Josh commented on slide_088 of Radiometry and reflectance ()

The demos today were extremely cool


motoole2 commented on slide_194 of Image alignment ()
  1. Not quite. $x_n$ are pixel coordinates. In the previous slide, it was implicitly assumed that the center of the target image was $(0,0)$. But here, $x_n$ does not necessary need to be centered around $(0,0)$.

  2. To be clear, we're weighing pixel values according to a function $k(r)$ where $r$ is proportional to the distance between two pixel coordinates $x_n$ and $y$. $y - x_n$ is correct here; $y + x_n$ would not be correct (doesn't measure distance).

  3. There are two things to be tuned here. There's the definition of the profile $k$ itself, and there's also the value used for $h$. Both have an impact here, and are chosen according to (i) the size of the object being tracked and (ii) the speed of the object moving.

Let's take a quick look at this slide, describing our kernel density estimate (KDE) of our objective function. If $h$ is too small, then our estimate of the PDF is going to be too "peaky", and there's a good chance of getting stuck in local minima. If $h$ is too large, then our estimate of the PDF is going to be too smooth, resulting in less accurate tracking.

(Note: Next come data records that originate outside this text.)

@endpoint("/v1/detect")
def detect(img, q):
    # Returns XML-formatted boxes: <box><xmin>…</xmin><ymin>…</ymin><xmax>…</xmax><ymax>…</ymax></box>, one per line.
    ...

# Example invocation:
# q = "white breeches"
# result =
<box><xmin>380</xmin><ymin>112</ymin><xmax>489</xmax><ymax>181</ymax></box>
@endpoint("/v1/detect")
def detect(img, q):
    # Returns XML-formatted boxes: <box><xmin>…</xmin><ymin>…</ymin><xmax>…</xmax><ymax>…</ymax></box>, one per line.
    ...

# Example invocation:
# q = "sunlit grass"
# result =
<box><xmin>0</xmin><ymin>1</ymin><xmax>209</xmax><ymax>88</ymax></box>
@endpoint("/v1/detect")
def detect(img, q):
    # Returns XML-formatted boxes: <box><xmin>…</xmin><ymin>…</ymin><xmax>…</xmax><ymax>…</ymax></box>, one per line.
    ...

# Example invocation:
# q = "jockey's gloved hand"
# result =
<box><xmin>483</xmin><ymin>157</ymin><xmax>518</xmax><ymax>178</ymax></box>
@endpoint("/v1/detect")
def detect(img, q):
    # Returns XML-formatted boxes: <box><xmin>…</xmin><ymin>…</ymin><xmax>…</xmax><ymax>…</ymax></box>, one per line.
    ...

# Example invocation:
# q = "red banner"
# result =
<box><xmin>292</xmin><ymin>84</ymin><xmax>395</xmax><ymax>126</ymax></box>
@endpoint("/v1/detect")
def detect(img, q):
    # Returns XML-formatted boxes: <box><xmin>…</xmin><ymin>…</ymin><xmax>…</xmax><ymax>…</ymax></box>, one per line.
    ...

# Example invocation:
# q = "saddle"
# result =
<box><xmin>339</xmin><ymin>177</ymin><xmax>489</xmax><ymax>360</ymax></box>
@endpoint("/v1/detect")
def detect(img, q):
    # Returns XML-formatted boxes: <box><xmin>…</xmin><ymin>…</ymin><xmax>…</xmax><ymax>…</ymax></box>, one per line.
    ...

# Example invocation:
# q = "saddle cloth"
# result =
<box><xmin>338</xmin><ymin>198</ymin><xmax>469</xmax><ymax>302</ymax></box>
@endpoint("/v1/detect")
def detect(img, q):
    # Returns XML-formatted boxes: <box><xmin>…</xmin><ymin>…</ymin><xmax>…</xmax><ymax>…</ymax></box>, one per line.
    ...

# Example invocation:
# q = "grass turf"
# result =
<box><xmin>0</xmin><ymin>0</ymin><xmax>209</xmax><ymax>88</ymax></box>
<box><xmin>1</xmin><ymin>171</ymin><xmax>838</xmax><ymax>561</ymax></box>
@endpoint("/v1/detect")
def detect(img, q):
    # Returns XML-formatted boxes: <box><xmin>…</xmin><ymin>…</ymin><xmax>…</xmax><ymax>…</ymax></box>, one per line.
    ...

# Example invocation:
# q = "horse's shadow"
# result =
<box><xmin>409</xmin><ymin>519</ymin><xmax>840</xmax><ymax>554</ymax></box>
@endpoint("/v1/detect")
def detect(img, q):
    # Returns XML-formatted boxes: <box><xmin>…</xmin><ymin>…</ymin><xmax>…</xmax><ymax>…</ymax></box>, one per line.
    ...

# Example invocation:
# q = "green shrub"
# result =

ADog commented on slide_194 of Image alignment ()

I'm a little confused about the input to the weighting function k. I have a few questions:

  1. Is this assuming that the pixel coordinates $x_n$ are centered around (0,0)?
  2. If the answer to the question above is yes, then it would also be equivalent to do $y + x_n$ instead of $y - x_n$? If the answer to above is no, why are we doing $y - x_n$?
  3. I remember in class today that the point of the bandwidth is to control/weight what range of pixels are searched. But if our goal is to find the location s.t. p(y) and q are the most similar, why isn't there a bandwidth for q in the previous slide? Doesn't the absence of the h in the previous slide mean that even if all the pixels were exactly aligned between p(y) and q, they would still be different because the distances are weighted differently, which could introduce error?

Thanks!


Josh commented on slide_113 of Image alignment ()

The associated videos in class for this were great


motoole2 commented on slide_099 of Optical Flow ()

Is the question how we go from the equations at the top of this page, to the ones on the bottom?

$(1 + \lambda(I_x^2 + I_y^2))u_{kl} = (1 + \lambda I_y^2) \bar{u}{kl} - \lambda I_x I_y \bar{v}{kl} - \lambda I_x I_t$

$(1 + \lambda(I_x^2 + I_y^2))u_{kl} = (1 + \lambda I_x^2 + \lambda I_y^2) \bar{u}{kl} - \lambda I_x^2 \bar{u}{kl} - \lambda I_x I_y \bar{v}_{kl} - \lambda I_x I_t$

$u_{kl} = \frac{1 + \lambda I_x^2 + \lambda I_y^2}{1 + \lambda(I_x^2 + I_y^2)} \bar{u}{kl} - \frac{\lambda I_x^2 \bar{u}{kl} + \lambda I_x I_y \bar{v}_{kl} + \lambda I_x I_t}{1 + \lambda(I_x^2 + I_y^2)}$

$u_{kl} = \bar{u}{kl} - \frac{I_x^2 \bar{u}{kl} + I_x I_y \bar{v}_{kl} + I_x I_t}{\lambda^{-1} + (I_x^2 + I_y^2)}$


motoole2 commented on slide_083 of Image alignment ()

Because it is independent of the warp parameters p. It is the gradient of $T$ evaluated with respect to $W(x;p)$ where $p=0$, i.e., it is simply the gradient of $T$ with respect to $W(x;0) = x$.


motoole2 commented on slide_098 of Optical Flow ()

This is the adjugate, where adj(A)/det(A) = inv(A). For a 2x2 matrix, $[a~~b; c~~d]$, the adjugate is $[d~~-b; -c~~a]$.


fionax commented on slide_083 of Image alignment ()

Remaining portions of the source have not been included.